Forget the sex.  We have crossed an enormous divide philosophically, and we didn't notice.  Alicia can become Elijah over breakfast, and no one may contradict him. We have long since rejected external organ differences and hormonal differences as irrelevant.  Brain differences, chromosomal differences were obviously going to be of no concern.  Yet those are a small thing, because the camel's nose under the tent is that we now allow everyone to define anything about themselves, in complete contrast to the entire history of human kind. That is nowhere near played out in the practical realms of law and medicine, but here is no longer any philosophical barrier.  Our elevation of sex above everything has blossomed, and is now bearing fruit. The blossoms were lovely, and the fruit is...interesting.

But is it digestible?

*Ah nostalgia!  Only last week that was considered a bad thing by liberals.  Now it is righteous.


james said...

"At the heart of liberty is the right to define one's own concept of existence, of meaning, of the universe, and of the mystery of human life" Kennedy/O'Connor/Souter Planned Parenthood v.
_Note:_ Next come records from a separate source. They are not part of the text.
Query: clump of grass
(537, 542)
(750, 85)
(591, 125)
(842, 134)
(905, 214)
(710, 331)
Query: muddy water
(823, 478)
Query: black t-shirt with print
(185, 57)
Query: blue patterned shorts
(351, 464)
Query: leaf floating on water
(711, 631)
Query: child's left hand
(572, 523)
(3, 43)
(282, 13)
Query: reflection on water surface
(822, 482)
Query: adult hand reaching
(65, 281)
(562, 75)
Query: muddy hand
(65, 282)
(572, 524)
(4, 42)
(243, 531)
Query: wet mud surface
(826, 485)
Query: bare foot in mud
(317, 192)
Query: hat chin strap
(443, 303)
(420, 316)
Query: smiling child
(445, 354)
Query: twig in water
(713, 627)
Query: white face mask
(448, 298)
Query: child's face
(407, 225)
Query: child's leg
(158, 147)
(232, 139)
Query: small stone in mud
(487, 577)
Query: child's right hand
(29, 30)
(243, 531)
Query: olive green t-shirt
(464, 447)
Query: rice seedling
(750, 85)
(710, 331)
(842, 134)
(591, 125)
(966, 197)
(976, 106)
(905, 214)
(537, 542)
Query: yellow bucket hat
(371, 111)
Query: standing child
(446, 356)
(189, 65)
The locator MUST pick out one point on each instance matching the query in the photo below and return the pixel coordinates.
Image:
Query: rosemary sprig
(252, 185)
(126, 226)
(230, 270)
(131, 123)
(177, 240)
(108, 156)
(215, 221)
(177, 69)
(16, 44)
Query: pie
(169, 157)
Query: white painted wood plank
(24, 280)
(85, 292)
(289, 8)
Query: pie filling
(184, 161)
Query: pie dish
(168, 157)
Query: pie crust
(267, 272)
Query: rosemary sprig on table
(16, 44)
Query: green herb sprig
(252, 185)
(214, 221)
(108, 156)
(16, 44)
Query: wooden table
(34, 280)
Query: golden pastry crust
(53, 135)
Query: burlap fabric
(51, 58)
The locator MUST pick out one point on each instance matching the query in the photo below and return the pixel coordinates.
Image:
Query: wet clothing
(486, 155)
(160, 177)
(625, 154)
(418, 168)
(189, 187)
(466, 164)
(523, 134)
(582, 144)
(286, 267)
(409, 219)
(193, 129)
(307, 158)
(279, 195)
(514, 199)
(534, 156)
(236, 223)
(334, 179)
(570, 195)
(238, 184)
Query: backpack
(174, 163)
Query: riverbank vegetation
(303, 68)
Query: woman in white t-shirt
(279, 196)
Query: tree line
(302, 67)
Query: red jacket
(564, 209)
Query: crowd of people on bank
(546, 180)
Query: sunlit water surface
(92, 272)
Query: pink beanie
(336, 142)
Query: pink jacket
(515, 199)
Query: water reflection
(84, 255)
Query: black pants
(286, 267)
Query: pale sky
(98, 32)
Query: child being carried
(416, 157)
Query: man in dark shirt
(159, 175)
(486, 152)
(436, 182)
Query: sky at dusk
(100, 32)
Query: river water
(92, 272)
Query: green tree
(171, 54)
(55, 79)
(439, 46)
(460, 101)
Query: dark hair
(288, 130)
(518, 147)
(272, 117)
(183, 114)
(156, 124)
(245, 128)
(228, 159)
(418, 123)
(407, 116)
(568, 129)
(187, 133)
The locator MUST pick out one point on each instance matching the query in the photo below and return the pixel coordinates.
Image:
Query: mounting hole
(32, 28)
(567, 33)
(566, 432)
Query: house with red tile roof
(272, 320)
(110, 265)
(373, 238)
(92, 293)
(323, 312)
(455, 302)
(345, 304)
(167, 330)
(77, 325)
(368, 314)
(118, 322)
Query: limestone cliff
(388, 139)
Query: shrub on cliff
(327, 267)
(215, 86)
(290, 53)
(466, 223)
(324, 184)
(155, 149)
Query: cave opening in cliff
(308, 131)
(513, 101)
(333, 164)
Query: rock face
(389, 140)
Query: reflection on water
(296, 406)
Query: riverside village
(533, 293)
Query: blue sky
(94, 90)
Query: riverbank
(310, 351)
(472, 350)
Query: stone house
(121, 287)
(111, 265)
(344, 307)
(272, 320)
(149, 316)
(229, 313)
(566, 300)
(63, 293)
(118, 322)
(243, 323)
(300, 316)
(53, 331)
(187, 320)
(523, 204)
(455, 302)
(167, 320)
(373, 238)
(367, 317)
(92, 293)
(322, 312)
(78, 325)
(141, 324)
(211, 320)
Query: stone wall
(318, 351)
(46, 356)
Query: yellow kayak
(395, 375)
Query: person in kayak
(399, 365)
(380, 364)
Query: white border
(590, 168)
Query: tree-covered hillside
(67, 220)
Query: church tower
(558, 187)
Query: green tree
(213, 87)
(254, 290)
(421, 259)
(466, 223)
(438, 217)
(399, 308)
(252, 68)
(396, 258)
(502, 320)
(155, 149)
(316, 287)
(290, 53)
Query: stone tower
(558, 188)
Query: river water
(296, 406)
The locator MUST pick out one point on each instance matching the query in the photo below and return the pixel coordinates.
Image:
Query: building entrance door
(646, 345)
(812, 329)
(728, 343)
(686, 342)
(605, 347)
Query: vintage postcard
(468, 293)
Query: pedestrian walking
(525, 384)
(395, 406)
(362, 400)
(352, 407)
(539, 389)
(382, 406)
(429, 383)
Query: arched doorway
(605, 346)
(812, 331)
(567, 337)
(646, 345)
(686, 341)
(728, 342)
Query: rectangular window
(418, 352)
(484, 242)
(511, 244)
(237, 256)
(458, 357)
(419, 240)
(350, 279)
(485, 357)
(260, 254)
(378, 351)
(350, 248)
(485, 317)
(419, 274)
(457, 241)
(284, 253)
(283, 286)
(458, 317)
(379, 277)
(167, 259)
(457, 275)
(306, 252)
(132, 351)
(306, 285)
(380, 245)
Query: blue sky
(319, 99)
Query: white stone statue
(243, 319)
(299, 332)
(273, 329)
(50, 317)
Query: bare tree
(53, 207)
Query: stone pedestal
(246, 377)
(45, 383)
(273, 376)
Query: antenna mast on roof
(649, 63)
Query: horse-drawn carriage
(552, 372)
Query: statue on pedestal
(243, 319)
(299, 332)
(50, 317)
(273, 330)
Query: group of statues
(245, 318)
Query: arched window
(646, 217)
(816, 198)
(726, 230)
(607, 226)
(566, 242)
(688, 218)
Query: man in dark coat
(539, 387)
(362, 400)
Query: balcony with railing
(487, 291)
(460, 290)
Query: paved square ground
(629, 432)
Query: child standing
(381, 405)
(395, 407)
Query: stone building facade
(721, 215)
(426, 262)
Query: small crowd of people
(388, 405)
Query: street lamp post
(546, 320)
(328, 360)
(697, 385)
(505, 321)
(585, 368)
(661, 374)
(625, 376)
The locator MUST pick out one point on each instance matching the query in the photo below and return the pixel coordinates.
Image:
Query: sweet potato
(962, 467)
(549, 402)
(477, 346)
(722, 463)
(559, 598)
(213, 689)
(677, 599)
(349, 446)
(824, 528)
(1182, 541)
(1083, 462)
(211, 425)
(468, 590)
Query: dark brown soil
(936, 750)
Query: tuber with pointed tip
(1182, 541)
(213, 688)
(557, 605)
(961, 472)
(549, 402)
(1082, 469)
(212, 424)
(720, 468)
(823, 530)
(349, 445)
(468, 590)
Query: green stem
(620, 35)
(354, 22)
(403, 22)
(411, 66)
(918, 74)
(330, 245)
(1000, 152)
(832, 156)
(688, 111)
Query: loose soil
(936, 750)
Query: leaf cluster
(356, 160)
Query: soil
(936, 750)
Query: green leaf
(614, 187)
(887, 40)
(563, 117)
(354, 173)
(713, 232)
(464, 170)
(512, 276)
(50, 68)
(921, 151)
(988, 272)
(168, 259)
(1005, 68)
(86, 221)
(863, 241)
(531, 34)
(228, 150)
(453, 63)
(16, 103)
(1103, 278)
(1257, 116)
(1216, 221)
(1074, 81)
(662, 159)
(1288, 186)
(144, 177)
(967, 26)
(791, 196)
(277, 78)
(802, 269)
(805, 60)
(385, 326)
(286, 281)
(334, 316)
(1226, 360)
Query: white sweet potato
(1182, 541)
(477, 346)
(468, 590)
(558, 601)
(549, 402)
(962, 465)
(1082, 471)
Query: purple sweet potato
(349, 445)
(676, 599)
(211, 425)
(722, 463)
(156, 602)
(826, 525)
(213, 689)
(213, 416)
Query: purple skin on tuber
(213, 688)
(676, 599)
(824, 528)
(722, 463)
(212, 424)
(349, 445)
Casey, 505 U.S. 833 (29 June 1992)

That didn't come out of nowhere either--this denial that you need to conform yourself to some reality has been percolating behind the scenes for some time.

I know people who are convinced that advance of technology will solve problems of any description--curing the criminal, uploading your mind to a computer to avoid death--anything you can think of, we'll find a way. I wonder how much our real technological advances coupled with sci-fi and hype contribute to the attitude.

Earl Wajenberg said...

A few months ago, there was Rachel Dolezal, that white woman who had been passing herself off as black, claiming a similar act of self-definition when outed. Interestingly, that doesn't seem to have gone over well. I think perhaps that she didn't put in enough suffering.

I wonder what identity quirk will present itself next? "Other-kin," who feel they have the souls of various animals? Asexuals demanding to be referred to as "it"? People with body dysmorphia, I think it's called, some of whom demand to be relieved of their excess hands and legs?